Le Fonds d'insertion des personnes handicapées dans la fonction publique (FIPHFP), devenu un acteur central des politiques d'inclusion, se trouve aujourd'hui victime de son succès. Selon un courrier consulté par l'AFP mercredi, l'organisme réclame un débat parlementaire pour relever le taux d'emploi légal des personnes handicapées, actuellement fixé à 6 %, car ce seuil met en péril son modèle économique.
Un cap historique franchi
Créé en 2005, le FIPHFP mène des actions pour accompagner les travailleurs handicapés : accessibilité numérique, accompagnement des handicaps psychiques, formation des encadrants, etc. Mi-avril, pour la première fois, le taux d'emploi de personnes handicapées dans la fonction publique a dépassé le seuil légal de 6 %, atteignant 306 910 agents bénéficiaires de l'obligation d'emploi des travailleurs handicapés (BOETH) sur environ 6 millions d'agents. Le FIPHFP avait salué un « cap historique » dans l'inclusion, rappelant qu'à sa création, ce taux n'était que de 3,55 %.
Un financement paradoxal
Cette avancée fragilise pourtant le fonds, dont les ressources proviennent des contributions des employeurs publics qui ne respectent pas l'obligation d'emploi. Selon une délibération interne consultée par l'AFP, « plus le FIPHFP atteindra les objectifs de sa mission, plus ses moyens d'intervention diminueront ». En effet, lorsque les employeurs publics embauchent davantage de personnes handicapées, ils versent moins de contributions, réduisant ainsi le budget du fonds.

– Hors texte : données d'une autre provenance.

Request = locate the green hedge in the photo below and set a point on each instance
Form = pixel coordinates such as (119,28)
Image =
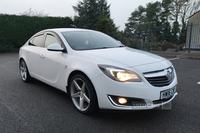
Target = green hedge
(16,30)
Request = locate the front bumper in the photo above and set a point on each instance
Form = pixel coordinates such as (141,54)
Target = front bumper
(106,87)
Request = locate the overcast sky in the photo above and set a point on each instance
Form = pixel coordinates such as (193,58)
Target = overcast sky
(120,9)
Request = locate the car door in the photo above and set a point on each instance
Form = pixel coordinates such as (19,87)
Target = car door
(52,62)
(33,54)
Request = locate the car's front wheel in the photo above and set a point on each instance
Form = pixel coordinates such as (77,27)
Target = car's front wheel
(24,71)
(83,94)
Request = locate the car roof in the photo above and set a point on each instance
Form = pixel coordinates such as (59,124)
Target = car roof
(66,29)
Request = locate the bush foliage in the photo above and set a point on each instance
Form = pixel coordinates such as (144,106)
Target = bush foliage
(16,30)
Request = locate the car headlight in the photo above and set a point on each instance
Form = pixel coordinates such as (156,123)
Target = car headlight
(120,74)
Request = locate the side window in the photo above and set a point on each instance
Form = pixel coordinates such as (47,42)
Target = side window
(38,41)
(50,39)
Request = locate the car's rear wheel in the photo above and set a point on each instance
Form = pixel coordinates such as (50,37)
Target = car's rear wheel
(24,71)
(83,94)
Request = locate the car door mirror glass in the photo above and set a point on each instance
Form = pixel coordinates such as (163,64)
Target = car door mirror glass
(55,47)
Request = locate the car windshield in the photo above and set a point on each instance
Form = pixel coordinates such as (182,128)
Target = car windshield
(89,40)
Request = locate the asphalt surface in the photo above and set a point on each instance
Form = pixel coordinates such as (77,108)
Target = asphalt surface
(38,108)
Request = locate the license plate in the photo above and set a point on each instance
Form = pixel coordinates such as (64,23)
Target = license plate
(168,93)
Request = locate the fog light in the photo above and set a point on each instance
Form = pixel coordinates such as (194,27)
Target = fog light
(122,100)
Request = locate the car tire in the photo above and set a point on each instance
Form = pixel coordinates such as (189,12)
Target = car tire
(24,73)
(82,94)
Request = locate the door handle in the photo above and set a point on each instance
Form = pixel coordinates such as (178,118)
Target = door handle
(41,56)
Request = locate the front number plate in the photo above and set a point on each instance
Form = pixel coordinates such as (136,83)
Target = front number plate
(168,93)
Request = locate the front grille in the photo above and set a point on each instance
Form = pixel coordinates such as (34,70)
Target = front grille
(160,78)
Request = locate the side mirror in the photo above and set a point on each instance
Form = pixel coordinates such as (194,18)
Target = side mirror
(119,42)
(55,47)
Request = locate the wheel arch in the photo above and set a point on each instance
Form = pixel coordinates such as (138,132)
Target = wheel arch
(75,72)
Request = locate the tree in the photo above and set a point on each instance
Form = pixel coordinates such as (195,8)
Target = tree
(135,25)
(30,12)
(165,20)
(94,14)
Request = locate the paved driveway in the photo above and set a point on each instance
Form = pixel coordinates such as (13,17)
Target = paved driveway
(36,107)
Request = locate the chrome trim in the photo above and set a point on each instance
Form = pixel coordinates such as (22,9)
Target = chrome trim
(160,78)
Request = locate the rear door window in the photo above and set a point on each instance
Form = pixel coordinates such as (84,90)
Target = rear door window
(38,41)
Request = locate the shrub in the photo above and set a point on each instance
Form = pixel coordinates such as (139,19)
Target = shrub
(166,45)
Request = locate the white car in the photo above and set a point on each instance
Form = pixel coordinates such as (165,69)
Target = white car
(97,71)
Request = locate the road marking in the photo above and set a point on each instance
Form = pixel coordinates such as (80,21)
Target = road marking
(174,59)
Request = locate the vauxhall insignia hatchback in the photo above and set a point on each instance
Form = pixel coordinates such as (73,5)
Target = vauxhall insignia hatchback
(97,71)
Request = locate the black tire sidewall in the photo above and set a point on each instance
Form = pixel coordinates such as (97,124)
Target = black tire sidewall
(28,76)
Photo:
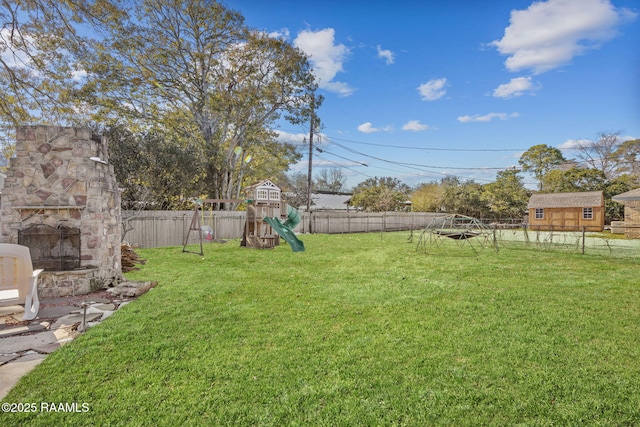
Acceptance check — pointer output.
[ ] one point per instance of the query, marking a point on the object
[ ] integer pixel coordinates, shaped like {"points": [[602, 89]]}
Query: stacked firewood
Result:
{"points": [[129, 258]]}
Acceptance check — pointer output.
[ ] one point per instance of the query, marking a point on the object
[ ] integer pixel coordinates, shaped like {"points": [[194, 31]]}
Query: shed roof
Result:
{"points": [[263, 183], [566, 200], [628, 196]]}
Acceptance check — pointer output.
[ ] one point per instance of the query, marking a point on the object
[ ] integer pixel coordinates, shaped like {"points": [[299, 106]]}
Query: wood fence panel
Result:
{"points": [[152, 229]]}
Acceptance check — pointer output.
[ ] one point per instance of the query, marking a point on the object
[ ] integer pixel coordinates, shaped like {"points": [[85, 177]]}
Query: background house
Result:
{"points": [[567, 211], [631, 202]]}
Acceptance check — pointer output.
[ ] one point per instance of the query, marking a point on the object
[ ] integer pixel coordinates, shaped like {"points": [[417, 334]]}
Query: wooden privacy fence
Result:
{"points": [[153, 229]]}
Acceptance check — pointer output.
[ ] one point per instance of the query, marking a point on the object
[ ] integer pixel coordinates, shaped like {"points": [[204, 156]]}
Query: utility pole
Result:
{"points": [[309, 173]]}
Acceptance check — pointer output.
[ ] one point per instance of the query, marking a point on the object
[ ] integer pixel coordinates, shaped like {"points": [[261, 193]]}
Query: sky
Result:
{"points": [[422, 90]]}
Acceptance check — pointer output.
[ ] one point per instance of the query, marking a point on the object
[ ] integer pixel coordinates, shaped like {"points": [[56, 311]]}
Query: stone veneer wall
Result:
{"points": [[60, 177], [632, 219]]}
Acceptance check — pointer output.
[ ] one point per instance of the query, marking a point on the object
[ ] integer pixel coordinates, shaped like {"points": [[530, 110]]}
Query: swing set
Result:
{"points": [[196, 225]]}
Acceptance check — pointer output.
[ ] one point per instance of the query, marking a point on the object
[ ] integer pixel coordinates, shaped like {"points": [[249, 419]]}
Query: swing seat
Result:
{"points": [[207, 232]]}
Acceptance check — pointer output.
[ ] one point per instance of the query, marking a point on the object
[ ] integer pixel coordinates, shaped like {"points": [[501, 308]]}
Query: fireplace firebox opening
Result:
{"points": [[52, 248]]}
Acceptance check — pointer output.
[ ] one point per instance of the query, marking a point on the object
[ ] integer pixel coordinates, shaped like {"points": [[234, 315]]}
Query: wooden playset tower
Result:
{"points": [[263, 200]]}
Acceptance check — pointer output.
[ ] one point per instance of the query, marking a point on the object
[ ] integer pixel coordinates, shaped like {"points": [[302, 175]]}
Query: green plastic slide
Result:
{"points": [[286, 230]]}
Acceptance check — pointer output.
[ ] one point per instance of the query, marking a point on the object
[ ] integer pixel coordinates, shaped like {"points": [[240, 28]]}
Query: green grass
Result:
{"points": [[357, 330]]}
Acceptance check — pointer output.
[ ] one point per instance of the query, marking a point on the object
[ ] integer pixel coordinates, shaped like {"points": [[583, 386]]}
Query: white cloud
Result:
{"points": [[433, 89], [385, 54], [516, 87], [367, 127], [291, 138], [551, 33], [487, 117], [575, 143], [326, 58], [415, 125], [282, 33]]}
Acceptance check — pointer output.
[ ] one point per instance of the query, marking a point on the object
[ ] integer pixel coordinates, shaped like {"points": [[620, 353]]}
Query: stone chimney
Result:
{"points": [[60, 180]]}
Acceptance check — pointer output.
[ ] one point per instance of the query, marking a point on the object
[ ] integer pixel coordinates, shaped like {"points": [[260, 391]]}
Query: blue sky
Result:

Le FIPHFP demande donc une révision du taux légal pour assurer sa pérennité. « Il est essentiel d'ouvrir un débat parlementaire pour adapter le cadre légal à la réalité de l'inclusion », indique le courrier. Sans changement, le fonds risque de voir ses moyens diminuer alors que les besoins d'accompagnement restent importants.